# ebay names???



## old digger (Jul 11, 2004)

Just a quick question, could all who sale on ebay list their  ebay names here? I'd love to start buying from time to time and would love to see what your selling!! Thanks


----------



## BARQS19 (Jul 11, 2004)

Mine is Barqs19, I sell a little bit of everything, mostly bottles and advertising.


----------



## Pontiled (Jul 12, 2004)

Mine is Dumfries, named after the old town in Virginia that was once a major shipping port, competing with Baltimore and Washington. Then it silted in. Oh well.


----------



## mcs (Jul 12, 2004)

Mine is ridnchief. I sell whatever I think I can live without, although if you could see my basement that isn't much[]


----------



## Maine Digger (Jul 12, 2004)

Mine is normdigs (real inventive huh?)[8D] I just started selling in May, but I've done pretty well. I sell bottles, mostly cures/meds, marbles, various collectibles, and anything that I think someone else may enjoy.
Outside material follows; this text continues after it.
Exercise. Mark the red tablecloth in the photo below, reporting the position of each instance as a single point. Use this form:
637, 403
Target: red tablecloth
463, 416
I too have a basement full of STUFF that I just know someone out there has been looking for.[]


----------



## BRIAN S. (Jul 12, 2004)

My ebay name is  tn.hillbilly ! Imagine that !!![]
 I have been on ebay several years now and I guess you could call me a veteran .
 I buy and sell mostly mid range to higher end bottles to make money to support my own bottle habit. If I didn't do this I couldn't afford some of the bottles I buy for my own personal collection. I collect S.T. Drake's Plantation Bitters . I have 30 different color and mold variants of this popular Cabin. And I'm addicted.....A bottle Junkie .....Because I always WANT MORE !!! 
      Brian


----------



## oz-riley (Jul 14, 2004)

Mine is oz-riley, been selling & buying there for a while now. found some great items there over the years

 thanks
 Chris


----------



## kumtow (Jul 14, 2004)

Hi Guys
 My eBay user name is kumtow.  It is a nickname I picked up in Malaysia, Cantonese for Golden Head as my hair was sun and surf bleached at the time (late 1970s).   I have been buying on eBay since 2001 and have just started selling bottles I no longer want to support my other bottle interests.[8D]


----------



## tazmainiendigger (Jul 14, 2004)

My Ebay name is rokmanjim I started out on ebay 5 years ago selling mineral specimens I have been digging for the last 20 years. Now I have included my other passion digging old bottles!  Happy digg'n! Taz


----------